Initially futures trading into being only for agricultural goods. Then it was spread to metals. Thereafter this type of trading began for foreign currencies.
However way into the middle of the 1970s the futures contracts implemented for financial securities such the equity stocks. Apparently the most ancient and biggest organized commodities exchange in the world is The Chicago Board of Trade – CBOT. This was founded in 1848. It initiated futures contracts somewhere in the 1860s.
What is futures trading? Take for instance an agriculturalist who grows sugarcane and is obviously looking towards making profit from his yield. Traditionally he would harvest the crop and sell it in the market when it is ripe.
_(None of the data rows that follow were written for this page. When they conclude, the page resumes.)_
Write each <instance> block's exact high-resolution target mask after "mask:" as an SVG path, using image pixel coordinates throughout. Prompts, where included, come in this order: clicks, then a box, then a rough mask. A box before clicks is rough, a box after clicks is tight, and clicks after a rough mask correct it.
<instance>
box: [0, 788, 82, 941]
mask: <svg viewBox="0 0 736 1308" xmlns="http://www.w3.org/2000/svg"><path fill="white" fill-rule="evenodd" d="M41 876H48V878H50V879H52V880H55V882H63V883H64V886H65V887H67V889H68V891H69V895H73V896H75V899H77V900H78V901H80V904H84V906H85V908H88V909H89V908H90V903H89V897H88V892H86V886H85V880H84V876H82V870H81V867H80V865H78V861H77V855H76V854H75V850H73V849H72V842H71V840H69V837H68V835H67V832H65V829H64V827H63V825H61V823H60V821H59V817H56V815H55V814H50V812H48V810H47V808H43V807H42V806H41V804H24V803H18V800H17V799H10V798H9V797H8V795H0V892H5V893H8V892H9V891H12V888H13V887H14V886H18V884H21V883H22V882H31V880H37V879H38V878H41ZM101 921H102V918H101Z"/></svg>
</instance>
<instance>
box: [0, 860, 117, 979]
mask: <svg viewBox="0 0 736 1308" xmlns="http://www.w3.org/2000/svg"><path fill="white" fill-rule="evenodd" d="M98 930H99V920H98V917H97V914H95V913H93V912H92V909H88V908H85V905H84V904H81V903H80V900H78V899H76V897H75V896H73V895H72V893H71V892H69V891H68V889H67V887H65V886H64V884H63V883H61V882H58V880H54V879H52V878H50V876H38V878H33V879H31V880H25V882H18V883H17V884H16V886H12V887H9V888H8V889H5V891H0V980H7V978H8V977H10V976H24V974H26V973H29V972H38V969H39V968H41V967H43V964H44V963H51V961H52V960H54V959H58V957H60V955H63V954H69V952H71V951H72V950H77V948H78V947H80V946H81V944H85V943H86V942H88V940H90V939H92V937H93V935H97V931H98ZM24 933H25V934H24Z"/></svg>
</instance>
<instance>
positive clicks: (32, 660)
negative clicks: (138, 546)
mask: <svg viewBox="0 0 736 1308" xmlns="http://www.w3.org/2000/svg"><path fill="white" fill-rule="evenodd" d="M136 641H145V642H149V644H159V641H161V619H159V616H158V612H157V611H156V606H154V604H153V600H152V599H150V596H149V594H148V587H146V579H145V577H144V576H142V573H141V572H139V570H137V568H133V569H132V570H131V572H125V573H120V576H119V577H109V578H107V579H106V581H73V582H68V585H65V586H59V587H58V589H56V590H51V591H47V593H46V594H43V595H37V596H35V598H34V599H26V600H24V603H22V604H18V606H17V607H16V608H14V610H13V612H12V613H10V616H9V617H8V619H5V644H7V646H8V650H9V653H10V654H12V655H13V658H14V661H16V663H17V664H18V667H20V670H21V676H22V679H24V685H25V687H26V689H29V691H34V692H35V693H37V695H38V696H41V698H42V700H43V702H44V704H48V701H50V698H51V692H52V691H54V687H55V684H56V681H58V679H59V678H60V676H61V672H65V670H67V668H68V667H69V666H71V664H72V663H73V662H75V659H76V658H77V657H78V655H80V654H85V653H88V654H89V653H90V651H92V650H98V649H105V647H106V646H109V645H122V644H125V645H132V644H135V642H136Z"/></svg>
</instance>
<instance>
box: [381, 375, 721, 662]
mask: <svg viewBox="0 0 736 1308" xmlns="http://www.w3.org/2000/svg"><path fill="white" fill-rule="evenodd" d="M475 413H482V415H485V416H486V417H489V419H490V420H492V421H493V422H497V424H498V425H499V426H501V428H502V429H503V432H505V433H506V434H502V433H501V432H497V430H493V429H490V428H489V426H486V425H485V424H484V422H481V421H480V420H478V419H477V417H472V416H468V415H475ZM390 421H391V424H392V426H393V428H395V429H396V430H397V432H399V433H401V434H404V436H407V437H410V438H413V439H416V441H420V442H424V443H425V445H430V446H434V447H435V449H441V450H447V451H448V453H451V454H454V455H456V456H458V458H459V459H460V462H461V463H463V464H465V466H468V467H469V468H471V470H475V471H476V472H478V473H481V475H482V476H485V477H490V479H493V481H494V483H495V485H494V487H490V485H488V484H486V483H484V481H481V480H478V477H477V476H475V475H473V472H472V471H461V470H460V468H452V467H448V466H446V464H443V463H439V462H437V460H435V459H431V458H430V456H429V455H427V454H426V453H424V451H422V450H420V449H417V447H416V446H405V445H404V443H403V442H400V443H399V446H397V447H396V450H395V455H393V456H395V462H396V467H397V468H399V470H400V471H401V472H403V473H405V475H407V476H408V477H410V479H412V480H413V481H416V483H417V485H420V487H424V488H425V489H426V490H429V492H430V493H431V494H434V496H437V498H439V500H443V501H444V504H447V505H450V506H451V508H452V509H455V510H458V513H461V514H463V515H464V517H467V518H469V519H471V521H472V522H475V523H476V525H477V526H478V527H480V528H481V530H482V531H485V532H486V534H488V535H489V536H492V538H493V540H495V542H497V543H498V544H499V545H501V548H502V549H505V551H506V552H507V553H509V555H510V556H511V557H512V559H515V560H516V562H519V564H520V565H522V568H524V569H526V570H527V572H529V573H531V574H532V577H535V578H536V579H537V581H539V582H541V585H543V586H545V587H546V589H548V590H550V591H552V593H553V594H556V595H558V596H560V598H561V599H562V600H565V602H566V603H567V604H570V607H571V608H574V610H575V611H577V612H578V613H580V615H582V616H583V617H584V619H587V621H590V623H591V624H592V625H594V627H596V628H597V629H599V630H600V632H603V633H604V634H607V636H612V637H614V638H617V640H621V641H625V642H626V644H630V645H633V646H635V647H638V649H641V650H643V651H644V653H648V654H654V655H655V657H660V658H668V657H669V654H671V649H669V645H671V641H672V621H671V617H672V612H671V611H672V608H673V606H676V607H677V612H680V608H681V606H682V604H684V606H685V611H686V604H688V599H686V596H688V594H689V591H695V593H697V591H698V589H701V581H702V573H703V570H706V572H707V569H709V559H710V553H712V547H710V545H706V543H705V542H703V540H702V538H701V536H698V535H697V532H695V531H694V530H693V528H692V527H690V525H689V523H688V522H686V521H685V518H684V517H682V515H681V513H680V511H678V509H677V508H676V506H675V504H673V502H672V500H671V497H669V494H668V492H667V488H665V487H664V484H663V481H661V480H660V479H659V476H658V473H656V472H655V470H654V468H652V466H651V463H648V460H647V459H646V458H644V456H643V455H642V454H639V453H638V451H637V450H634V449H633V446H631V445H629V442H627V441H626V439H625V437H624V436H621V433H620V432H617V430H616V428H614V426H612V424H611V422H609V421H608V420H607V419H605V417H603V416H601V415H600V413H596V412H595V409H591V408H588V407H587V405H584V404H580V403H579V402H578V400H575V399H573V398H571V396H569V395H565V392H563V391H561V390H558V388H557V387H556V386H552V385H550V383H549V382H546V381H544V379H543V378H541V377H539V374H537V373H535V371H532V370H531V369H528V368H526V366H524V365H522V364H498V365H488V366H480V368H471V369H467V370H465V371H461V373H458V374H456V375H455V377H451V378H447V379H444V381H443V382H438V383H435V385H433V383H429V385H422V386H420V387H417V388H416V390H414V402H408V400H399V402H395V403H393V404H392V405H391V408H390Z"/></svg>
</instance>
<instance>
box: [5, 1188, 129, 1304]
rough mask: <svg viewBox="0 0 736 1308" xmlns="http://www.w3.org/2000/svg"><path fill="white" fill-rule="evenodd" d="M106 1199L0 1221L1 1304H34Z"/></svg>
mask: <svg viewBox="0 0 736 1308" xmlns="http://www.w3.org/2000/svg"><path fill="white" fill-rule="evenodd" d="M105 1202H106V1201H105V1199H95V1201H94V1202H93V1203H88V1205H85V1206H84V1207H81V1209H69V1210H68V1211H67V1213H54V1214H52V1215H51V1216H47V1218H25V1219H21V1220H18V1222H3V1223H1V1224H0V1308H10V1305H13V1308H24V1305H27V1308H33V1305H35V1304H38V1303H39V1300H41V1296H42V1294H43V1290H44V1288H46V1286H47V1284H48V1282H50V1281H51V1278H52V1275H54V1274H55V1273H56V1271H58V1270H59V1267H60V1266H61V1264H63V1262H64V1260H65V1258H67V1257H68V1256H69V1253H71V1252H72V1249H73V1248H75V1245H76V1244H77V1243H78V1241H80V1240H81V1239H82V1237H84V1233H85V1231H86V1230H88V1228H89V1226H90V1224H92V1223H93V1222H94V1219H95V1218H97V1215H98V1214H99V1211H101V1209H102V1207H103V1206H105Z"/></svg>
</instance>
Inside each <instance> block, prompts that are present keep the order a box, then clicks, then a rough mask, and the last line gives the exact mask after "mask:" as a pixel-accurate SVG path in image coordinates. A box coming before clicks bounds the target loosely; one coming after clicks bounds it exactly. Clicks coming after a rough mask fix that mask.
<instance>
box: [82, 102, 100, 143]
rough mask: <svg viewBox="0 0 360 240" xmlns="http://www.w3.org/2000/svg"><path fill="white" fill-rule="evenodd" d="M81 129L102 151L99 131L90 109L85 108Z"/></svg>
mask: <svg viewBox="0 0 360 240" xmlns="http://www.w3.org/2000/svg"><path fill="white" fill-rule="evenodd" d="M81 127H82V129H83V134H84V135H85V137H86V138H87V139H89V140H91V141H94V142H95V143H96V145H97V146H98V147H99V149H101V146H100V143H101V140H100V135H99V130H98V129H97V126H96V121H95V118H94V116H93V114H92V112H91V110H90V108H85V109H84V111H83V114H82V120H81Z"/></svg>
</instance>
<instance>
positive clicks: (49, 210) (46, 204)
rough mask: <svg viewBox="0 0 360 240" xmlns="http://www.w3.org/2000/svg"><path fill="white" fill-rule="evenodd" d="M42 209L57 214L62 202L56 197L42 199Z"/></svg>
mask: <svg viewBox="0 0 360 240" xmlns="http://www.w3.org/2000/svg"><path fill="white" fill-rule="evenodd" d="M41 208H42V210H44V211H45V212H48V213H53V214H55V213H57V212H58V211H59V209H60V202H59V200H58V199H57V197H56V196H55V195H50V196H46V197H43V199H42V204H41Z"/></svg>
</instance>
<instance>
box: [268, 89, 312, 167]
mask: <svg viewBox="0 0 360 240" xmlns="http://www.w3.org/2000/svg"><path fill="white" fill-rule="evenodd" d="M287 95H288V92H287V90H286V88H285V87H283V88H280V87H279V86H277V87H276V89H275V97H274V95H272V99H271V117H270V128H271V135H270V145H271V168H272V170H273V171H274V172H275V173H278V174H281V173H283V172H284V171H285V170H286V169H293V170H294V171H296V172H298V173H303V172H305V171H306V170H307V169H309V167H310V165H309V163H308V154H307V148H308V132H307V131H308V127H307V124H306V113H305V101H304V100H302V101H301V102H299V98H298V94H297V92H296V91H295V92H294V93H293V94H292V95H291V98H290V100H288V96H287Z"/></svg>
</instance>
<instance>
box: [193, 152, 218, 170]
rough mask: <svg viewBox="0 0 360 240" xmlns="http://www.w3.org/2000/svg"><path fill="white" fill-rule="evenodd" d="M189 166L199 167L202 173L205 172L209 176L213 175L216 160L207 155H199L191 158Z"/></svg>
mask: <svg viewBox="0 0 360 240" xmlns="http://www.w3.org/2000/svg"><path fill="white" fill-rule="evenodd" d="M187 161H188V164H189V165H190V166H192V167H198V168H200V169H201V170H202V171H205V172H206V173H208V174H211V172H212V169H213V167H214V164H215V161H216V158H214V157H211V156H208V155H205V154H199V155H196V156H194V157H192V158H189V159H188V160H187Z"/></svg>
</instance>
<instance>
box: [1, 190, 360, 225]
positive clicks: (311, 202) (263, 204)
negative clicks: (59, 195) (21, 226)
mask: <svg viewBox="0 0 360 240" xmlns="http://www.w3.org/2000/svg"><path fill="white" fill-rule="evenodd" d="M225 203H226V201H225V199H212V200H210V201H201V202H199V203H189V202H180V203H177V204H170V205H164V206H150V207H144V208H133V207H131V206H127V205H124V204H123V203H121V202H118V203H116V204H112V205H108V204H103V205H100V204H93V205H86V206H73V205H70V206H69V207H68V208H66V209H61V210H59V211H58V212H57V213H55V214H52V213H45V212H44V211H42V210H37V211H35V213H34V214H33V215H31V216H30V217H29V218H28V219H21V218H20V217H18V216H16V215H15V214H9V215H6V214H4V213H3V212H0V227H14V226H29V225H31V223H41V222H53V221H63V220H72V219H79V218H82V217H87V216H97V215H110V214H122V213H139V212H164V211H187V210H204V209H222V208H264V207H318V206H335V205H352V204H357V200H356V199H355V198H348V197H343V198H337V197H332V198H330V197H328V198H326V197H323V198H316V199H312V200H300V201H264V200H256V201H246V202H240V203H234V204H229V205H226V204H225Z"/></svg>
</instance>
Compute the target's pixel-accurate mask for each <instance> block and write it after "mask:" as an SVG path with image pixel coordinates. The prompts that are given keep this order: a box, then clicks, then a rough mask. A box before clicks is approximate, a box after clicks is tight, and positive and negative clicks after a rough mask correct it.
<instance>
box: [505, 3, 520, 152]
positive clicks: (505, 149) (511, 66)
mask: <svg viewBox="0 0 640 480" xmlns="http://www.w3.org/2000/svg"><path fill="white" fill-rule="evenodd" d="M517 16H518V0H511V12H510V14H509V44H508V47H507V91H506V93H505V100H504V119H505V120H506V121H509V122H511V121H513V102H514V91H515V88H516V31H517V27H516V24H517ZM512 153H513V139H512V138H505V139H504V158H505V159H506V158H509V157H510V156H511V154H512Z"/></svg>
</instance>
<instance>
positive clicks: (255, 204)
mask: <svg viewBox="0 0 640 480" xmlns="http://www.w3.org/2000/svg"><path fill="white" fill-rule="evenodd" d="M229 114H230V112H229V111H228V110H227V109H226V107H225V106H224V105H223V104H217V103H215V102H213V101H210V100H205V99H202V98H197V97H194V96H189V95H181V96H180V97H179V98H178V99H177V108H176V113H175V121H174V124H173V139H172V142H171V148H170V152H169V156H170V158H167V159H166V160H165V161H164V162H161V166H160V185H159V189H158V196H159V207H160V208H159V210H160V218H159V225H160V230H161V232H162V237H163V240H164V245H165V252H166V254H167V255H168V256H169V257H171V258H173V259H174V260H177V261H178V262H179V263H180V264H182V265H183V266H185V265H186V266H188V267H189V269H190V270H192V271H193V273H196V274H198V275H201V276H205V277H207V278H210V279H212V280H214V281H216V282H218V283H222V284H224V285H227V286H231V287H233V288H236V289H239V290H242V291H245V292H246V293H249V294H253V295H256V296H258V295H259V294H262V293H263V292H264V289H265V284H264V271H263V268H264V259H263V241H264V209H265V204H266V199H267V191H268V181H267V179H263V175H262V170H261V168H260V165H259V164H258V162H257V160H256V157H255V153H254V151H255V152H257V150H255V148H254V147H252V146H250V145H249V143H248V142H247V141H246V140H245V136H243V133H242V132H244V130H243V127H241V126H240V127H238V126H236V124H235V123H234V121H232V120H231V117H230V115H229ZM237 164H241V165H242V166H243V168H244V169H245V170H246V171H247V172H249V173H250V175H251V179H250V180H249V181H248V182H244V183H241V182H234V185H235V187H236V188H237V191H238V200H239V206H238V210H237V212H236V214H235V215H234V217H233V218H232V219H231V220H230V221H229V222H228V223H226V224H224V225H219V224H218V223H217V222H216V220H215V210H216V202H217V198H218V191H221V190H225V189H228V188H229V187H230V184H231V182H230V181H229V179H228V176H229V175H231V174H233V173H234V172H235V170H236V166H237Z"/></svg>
However, there is a risk involved here – what if the price of sugar reduces at the end of the harvest, for some unforeseen reasons? Obviously his profits reduce, which in drastic cases could also be losses. So how does he safeguard himself?
So as to avoid any such risk the agriculturalist could sell his yield at a rate that is pre-determined, committing delivery on a decided convenient date. Then, no matter what the situation he is paid that amount. This way the sugarcane agriculturalist sells his yield in advance preventing a possible future loss. The risk, however, involved in such a situation is the probability of the yield fetching a very high price in comparison to the contract price pre-determined. In such a case the agriculturalist has missed an opportunity to earn higher profits.
Having explained such a situation, one can understand the notion of futures trades. It is actually buying and selling at a future date, speculating a price.